Posted by Chris at 06:50 PM | Comments (4)
Last night I went to Cafe Du Nord, mostly to see Kelly Stoltz, a great local singer/songwriter with the whole John Cusack sensitive guy thing going on. His set was pretty enjoyable, but it bothered me that the show, part of Noise Pop 2004, was heavily underwritten by Miller High Life. There was a Miller sign on one wall, with a red spotlight specifically placed over it. There were cases of Miller onstage, and all the musicians were drinking it through their sets. Not only that, but the Noise Pop logo has been engineered to resemble the Miller logo. It's tremendously disappointing that an assiduously indie festival has had to get big corporate backing. I mean, couldn't they cull together a few decent microbrewery sponsorships? I'm sure Sierra Nevada has the money -- and the audience -- to underwrite such a thing. Still corporate, but small, and (relatively) local, and that makes all the difference. The Miller sponsorship just left a bad taste in my mouth -- not to mention the highly cliched and irritating BritPop/Beach Boys/Weezer sounds of headliners The Tyde. Their music was as cynically engineered, commercial, and lifeless as their main sponsor's product.
Posted by Chris at 01:38 PM | Comments (0)
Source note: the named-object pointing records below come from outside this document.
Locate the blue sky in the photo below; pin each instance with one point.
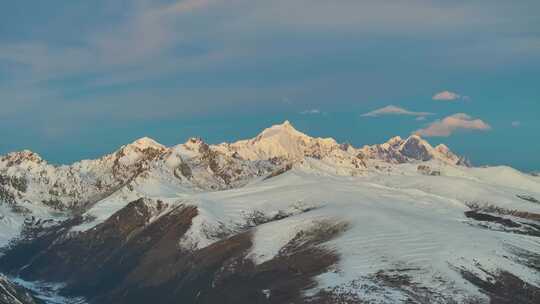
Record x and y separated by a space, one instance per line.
80 78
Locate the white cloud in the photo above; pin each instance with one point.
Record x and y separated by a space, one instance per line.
394 110
452 123
311 112
448 96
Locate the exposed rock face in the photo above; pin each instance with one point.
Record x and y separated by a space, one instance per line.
11 293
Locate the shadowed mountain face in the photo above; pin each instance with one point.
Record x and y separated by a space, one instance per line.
11 293
135 257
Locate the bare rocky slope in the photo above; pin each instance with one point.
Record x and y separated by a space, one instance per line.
279 218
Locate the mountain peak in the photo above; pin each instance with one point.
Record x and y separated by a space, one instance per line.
285 129
22 156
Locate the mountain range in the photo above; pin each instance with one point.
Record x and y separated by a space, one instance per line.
279 218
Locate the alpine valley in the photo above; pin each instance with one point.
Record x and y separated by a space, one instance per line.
279 218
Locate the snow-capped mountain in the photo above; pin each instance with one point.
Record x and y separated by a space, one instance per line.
279 218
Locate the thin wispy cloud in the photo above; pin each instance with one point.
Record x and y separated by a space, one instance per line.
448 125
395 110
448 96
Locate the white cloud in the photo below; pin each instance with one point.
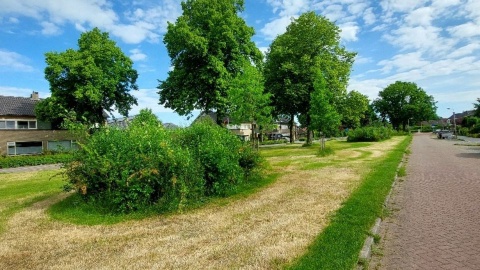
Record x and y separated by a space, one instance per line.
334 13
362 60
14 61
369 17
288 8
465 50
13 20
421 16
401 6
466 30
50 29
137 55
142 24
276 27
349 31
423 38
403 62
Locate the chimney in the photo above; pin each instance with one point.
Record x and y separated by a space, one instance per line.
35 96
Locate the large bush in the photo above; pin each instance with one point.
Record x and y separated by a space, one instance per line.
19 161
134 168
369 134
145 165
218 152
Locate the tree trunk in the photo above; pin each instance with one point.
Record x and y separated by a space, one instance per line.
309 131
290 126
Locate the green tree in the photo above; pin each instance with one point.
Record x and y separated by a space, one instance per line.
324 116
208 46
88 82
354 109
309 48
477 107
247 100
404 102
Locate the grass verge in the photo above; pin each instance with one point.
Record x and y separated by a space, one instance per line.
21 190
74 210
339 245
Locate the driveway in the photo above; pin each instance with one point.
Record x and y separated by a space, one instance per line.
435 220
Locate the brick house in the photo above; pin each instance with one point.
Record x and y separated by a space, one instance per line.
21 133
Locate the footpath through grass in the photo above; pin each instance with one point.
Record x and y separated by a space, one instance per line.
20 190
339 245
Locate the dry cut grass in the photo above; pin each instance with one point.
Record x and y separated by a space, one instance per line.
263 231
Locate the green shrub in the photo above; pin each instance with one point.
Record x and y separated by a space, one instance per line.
127 170
32 160
146 165
217 150
369 134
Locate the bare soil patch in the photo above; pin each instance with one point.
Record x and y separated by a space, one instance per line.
264 231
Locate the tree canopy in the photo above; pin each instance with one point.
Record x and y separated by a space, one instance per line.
354 109
403 102
209 45
308 49
88 82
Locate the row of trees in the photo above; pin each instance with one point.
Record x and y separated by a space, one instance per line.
217 67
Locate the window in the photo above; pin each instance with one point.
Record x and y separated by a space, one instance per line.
10 124
24 148
22 124
61 146
18 124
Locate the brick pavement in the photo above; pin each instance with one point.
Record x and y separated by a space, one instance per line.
435 221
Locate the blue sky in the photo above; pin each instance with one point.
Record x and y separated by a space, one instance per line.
435 44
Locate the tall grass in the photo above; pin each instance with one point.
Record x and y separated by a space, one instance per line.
339 245
20 190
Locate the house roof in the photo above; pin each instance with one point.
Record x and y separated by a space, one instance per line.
17 106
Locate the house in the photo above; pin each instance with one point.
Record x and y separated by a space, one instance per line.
242 130
21 133
282 131
458 117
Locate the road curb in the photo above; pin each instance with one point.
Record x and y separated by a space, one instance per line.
366 252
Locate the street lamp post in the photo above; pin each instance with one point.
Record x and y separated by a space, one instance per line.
454 123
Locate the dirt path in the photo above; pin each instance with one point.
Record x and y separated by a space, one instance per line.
263 231
435 222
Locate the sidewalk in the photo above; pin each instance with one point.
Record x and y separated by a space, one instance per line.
435 220
31 168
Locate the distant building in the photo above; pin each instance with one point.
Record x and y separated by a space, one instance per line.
22 133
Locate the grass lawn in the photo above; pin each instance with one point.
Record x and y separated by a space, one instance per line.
307 203
20 190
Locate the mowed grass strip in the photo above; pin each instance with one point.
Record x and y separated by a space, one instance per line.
266 227
21 190
339 245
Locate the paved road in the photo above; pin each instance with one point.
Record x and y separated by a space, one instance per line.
435 222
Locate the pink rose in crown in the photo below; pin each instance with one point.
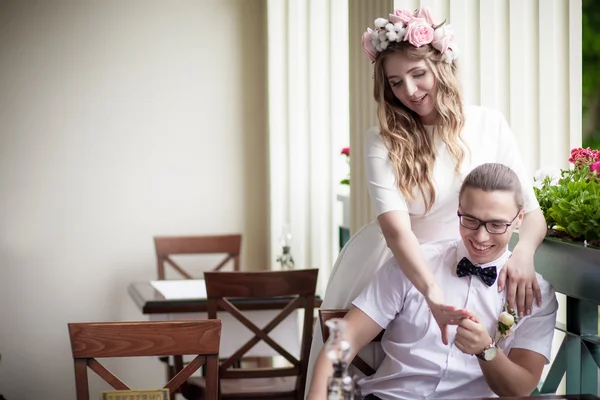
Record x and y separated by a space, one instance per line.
443 37
425 13
418 32
401 15
368 48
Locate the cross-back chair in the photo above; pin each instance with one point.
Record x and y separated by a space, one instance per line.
326 315
90 341
167 246
263 383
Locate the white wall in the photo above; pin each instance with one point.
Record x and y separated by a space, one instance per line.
119 120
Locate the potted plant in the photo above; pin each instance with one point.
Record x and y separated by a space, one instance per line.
570 199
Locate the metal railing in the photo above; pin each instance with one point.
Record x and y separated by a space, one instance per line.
573 270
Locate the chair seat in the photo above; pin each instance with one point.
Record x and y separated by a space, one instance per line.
256 387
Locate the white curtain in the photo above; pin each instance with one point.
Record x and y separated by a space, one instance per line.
308 114
521 57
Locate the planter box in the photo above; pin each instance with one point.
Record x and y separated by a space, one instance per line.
570 267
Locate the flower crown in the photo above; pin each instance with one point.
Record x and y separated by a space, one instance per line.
419 28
Ever-thoughtful, embarassingingly cherubic Matt Yglesias comments on the new Easterbrook opus, The Progress Paradox. He thinks the book is going after the wrong question:
The real progress paradox isn't "why doesn't all our stuff make us happy" but rather, given that all our stuff pretty clearly doesn't make us happy, how do we come to have all this stuff.On the personal level, when I got my first cell phone, I was thrilled with it. By a couple weeks ago, as reported on Wonkette, I was at Best Buy complaining about how crappy my old phone was. Then it broke on Friday, and today my spiffy new one should come in the mail. Getting the new phone will make me happy for, maybe, a week or two, but soon enough it's just going to be part of the landscape. That fact is totally clear to me, and yet I still want the new phone. I'm hoping to move out of my shitty basement in a few months into a nicer place, but I'm well aware that after occupying the hypothetical new place for a while, I'll just start taking it for granted.
I think this about nails it. The answer to "why we come to have all this stuff" is pretty easy if you think in terms of sustainability. We spend a lot of time and money acquiring things that give us temporary, unsustainable "highs" -- new car, new phone, new PDA, new house, new shot of cocaine. Each gives a short lift, but not a permanent one. Some return us to the prior state of taking-for-granted; others (coke) return us to a lower state. What's needed is activities, objects, and substances that keep us off the unsustainable hedonic treadmill. Lots of little daily boosts that keep us up, without burning through our resources or our brain cells. Maybe it will be a substance, but I doubt it. More likely, a practice, or discipline: meditation, drawing, painting, writing, exercise, snuggling with your sweetie (or your cat). It's all simple stuff. We've been highly conditioned that the answer (a) has to be complicated (b) has to be in the hands of experts and (c) has to cost money.
It's time to get off this treadmill.